Lessons in Permanence from Network School
With intertwined philosophical and practical ancestries, Zuzalu and Network School have much overlap; if I had to put it in one sentence: techno-optimistic intentional communities experimenting with building parallel systems, with heavy focuses on cryptographic and decentralized technologies (and often health).
Zuzalu began with an ephemeral 2-month experiment in 2023, and since then has had dozens if not hundreds of subsequent "pop-up" city experiments around the world. It is by no means a monolith, and my experience is colored by the fraction that I participated in or organized.
Network School distinguishes itself most in its permanence. It opened in September 2024 for three months, re-opened in March 2025 and has been open ever since, now over a year in operation.

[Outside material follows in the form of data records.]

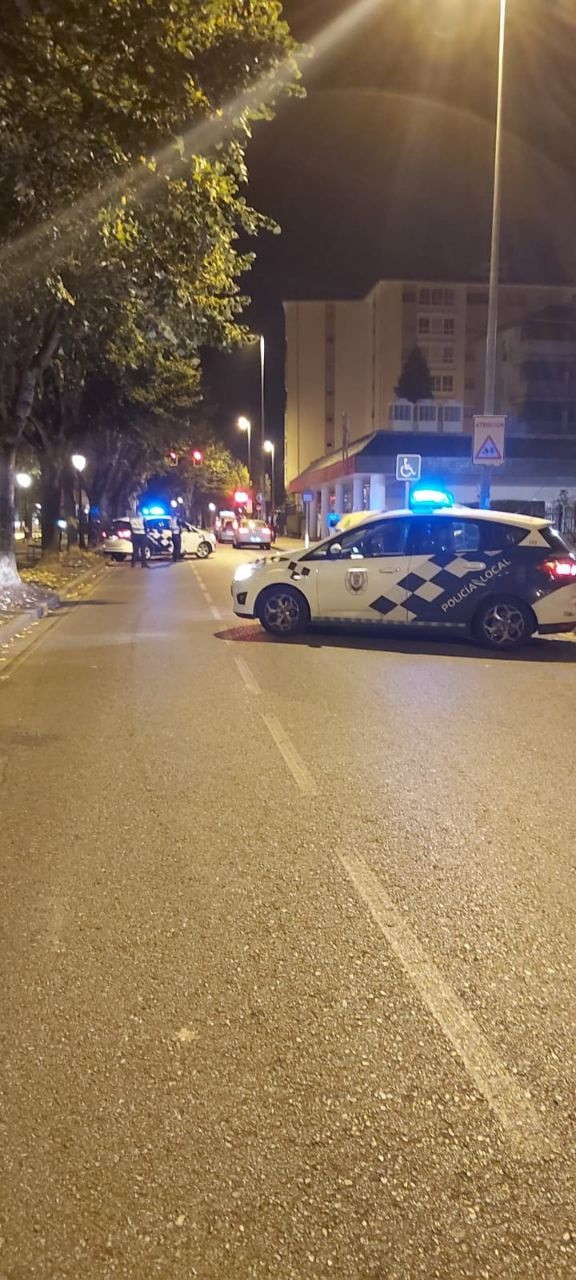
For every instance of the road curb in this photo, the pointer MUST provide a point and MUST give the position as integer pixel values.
(27, 617)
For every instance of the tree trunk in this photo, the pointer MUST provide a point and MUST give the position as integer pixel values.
(9, 575)
(50, 493)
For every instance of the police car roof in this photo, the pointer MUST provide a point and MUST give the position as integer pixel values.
(507, 517)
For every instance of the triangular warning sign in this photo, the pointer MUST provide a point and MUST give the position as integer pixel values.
(489, 451)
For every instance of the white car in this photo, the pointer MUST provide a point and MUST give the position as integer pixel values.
(499, 577)
(252, 533)
(117, 542)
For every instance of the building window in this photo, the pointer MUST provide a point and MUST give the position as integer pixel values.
(428, 412)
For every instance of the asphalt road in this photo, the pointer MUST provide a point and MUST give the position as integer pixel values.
(287, 954)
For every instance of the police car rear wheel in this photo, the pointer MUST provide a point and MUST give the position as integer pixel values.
(504, 624)
(283, 611)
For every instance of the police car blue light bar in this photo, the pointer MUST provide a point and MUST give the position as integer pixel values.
(430, 498)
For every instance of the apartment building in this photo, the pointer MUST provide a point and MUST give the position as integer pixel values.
(343, 359)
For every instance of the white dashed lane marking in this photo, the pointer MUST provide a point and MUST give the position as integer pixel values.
(289, 754)
(248, 679)
(487, 1070)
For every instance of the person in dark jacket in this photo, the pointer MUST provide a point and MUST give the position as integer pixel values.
(138, 540)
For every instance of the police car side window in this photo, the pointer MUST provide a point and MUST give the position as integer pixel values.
(497, 536)
(387, 539)
(444, 536)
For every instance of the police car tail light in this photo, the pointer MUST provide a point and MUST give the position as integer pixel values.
(560, 568)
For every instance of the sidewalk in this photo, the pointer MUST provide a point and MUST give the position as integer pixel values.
(14, 624)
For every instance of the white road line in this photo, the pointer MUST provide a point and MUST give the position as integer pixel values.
(508, 1101)
(293, 760)
(250, 680)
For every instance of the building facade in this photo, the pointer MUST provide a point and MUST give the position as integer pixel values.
(343, 359)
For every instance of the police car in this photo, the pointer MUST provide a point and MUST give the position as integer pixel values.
(498, 577)
(117, 540)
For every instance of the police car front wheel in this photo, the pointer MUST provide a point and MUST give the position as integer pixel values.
(283, 611)
(504, 624)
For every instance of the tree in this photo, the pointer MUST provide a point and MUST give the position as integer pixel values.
(122, 163)
(415, 382)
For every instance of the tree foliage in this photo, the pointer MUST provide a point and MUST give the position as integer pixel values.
(122, 163)
(415, 382)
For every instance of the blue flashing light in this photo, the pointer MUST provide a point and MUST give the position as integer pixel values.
(430, 498)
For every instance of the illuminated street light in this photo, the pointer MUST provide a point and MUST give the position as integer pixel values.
(78, 462)
(270, 448)
(492, 327)
(246, 425)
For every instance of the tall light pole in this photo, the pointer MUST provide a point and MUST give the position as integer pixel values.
(263, 407)
(78, 462)
(270, 448)
(492, 329)
(246, 425)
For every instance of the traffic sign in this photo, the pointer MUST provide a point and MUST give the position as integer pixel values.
(489, 440)
(408, 466)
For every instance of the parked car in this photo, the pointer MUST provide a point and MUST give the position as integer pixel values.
(252, 533)
(225, 528)
(496, 576)
(117, 540)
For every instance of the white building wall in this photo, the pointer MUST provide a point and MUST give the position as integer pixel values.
(305, 385)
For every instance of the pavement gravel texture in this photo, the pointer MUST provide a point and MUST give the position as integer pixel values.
(216, 1061)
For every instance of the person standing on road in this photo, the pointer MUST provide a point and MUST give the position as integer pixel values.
(138, 540)
(176, 529)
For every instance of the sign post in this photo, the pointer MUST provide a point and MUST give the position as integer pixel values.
(307, 497)
(488, 448)
(408, 467)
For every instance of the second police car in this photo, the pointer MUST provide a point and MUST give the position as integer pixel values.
(499, 577)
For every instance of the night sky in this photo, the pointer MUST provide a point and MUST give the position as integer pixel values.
(385, 168)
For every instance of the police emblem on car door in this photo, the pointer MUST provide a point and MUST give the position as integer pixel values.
(356, 581)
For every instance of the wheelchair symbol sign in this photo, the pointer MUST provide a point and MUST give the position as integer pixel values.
(408, 466)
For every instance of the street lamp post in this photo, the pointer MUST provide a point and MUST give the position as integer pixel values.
(492, 328)
(246, 425)
(269, 448)
(78, 462)
(24, 481)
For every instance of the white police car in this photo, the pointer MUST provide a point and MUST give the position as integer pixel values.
(499, 577)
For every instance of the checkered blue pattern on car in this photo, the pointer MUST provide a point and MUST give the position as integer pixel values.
(432, 580)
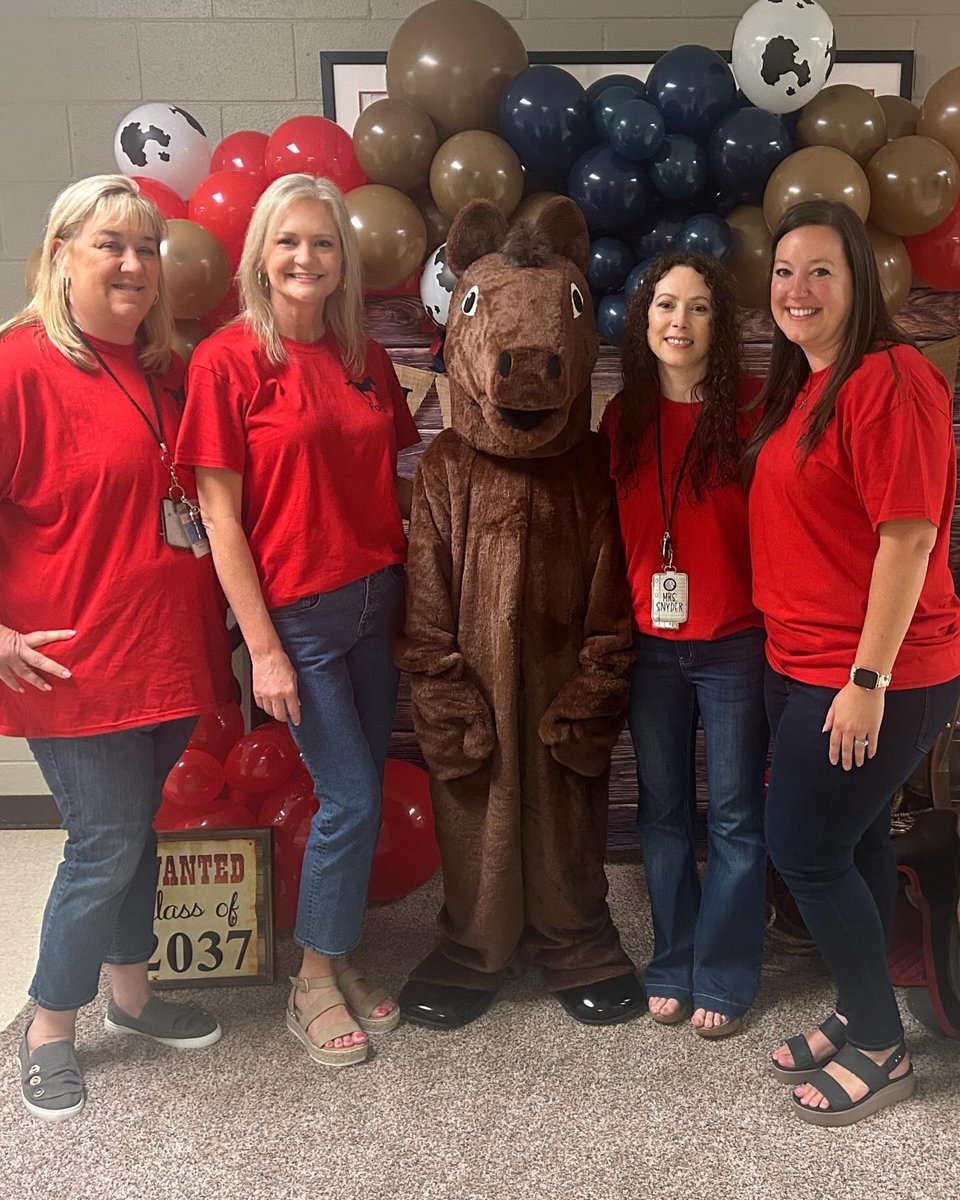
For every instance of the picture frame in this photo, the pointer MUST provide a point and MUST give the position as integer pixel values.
(214, 910)
(351, 81)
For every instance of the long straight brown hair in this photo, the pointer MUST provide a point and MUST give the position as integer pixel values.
(869, 328)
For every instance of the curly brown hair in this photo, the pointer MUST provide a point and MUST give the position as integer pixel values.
(717, 448)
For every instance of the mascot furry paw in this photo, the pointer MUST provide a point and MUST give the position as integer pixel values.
(519, 631)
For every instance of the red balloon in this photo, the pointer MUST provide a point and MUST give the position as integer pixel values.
(407, 853)
(216, 732)
(223, 204)
(195, 780)
(165, 198)
(243, 151)
(259, 762)
(315, 147)
(935, 255)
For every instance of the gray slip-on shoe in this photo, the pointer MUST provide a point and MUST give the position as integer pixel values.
(51, 1081)
(183, 1026)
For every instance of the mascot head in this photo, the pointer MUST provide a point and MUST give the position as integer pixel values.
(521, 339)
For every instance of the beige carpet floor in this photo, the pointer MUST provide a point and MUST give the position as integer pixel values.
(525, 1103)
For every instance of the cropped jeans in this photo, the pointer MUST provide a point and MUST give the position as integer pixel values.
(828, 833)
(708, 941)
(340, 643)
(108, 787)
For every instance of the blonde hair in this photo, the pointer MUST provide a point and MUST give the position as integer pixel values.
(343, 310)
(105, 197)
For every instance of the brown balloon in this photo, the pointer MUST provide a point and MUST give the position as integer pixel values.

Most of the Zuzalu residencies continue to be ephemeral, with a few exceptions that include permanent coworking spaces, and even fewer that maintain coliving as part of a permanent project. Since 2025, however, many Zuzalu projects have been working toward putting down roots in their respective jurisdictions to build a permanent crypto city.
A permanent coliving project yields opportunities and complications of a different kind.
Most importantly, the stakes are higher for a permanent project. You need healthy, longterm relationships with your neighbors, with the government, with the landowners and business owners you are living with. You need fair and trusted, let alone trustless, systems within your community to handle all the colors of life and human coordination. Therefore your freedom to experiment is necessarily limited, and every step taken (whether app, promise, or process) ought to be done cautiously.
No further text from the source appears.